So, we’ll try not to beat a dead horse here, but did you know eggplants are technically berries? So that means, eggplant parm is kind of a berry casserole of sorts. Yeah that’s right, you’re getting in some fruit with dinner tonight! Eggplant parm is a definite comfort food for us here at WECO, a vegetarian (fruitarian?) staple that is always filling and satisfying. We like that it’s easy to reheat, too. Nestle your eggplant parm into a casserole dish and that’s it! Not too many extra pots and pans, which is great cause we’re a wash-your-own-dishes kinda family, if you know what we mean…XD
Less dishes, less cleaning up later, so the only heavy lifting you’re doing is with your fork.
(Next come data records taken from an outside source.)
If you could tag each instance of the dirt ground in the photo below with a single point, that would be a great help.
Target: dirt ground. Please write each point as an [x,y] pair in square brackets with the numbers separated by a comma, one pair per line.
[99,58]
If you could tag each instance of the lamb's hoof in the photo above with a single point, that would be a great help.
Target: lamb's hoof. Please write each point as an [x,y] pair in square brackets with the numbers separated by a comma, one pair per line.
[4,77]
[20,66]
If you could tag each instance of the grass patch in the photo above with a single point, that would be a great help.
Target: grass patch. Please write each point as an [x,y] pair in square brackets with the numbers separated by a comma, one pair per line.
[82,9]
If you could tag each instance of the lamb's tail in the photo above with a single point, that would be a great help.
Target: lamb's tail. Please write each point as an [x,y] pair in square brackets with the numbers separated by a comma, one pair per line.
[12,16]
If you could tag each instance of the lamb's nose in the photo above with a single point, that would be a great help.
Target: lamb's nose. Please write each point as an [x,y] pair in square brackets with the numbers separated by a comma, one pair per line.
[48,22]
Capeesh?
P.S. May the 4th be with you!
What’s in your bag:
-Baby gem lettuce w/ shaved fennel
-Buttermilk ranch dressing
What you’ll need from home:
-Olive oil or butter
-Salt and pepper
Total prep time: 25 minutes
The Eggplant Parm
- Set your oven to 350F. Once preheated, place your eggplant parm in the casserole dish, cover with tin foil, and pop it in the oven.
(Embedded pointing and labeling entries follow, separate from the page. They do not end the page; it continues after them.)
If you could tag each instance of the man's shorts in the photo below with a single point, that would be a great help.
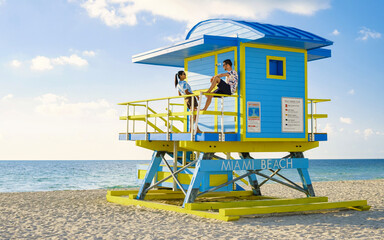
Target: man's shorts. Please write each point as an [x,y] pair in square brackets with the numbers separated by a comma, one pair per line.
[223,88]
[189,102]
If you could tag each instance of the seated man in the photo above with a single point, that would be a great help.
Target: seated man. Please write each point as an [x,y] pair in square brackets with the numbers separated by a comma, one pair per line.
[228,87]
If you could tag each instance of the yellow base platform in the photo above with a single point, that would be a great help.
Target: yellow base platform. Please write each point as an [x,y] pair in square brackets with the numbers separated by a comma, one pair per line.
[229,206]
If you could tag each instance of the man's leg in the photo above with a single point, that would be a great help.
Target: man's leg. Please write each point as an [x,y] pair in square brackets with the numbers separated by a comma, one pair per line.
[214,82]
[207,103]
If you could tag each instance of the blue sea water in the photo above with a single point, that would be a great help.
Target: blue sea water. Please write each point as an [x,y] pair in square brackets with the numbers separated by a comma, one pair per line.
[30,176]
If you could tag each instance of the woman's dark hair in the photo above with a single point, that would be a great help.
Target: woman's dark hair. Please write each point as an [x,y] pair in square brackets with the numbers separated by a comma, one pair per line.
[228,61]
[177,75]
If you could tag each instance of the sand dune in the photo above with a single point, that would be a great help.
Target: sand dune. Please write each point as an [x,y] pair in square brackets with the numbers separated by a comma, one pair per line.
[87,215]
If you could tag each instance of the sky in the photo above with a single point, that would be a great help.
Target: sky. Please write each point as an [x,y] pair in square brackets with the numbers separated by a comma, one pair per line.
[65,64]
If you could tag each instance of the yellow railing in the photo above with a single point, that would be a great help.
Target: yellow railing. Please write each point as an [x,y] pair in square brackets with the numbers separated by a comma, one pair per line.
[313,115]
[169,116]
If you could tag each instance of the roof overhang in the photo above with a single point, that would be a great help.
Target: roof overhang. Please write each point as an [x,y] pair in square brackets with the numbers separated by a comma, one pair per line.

- Set a timer for 20 minutes while you prep the rest of dinner. Once your timer dings, remove the tin foil and heat for another 5 minutes.
- Toss your greens in a bowl with the parm crumble, season with salt and pepper, and drizzle the dressing all over.
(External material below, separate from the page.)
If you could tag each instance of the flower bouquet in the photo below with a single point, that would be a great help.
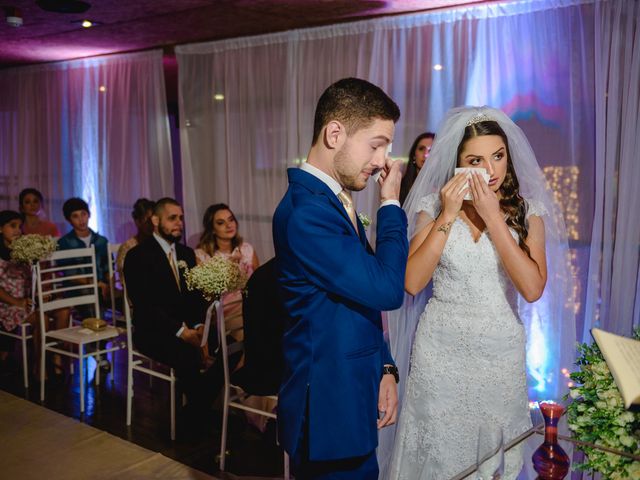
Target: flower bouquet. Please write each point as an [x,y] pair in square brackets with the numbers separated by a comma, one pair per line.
[597,416]
[215,277]
[32,248]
- Mix it up, shake it up, taste for seasoning, and plate!
- This one is easy peasy. With 7ish minutes left on your eggplant parm, pop the focaccia on a sheet tray to get all nice and toasty. The toaster works too!
- Rip it, slice it, do whatever you want with it. Just make sure to leave extra for sopping up all the extra tomato sauce (that is, if you haven’t licked the container clean).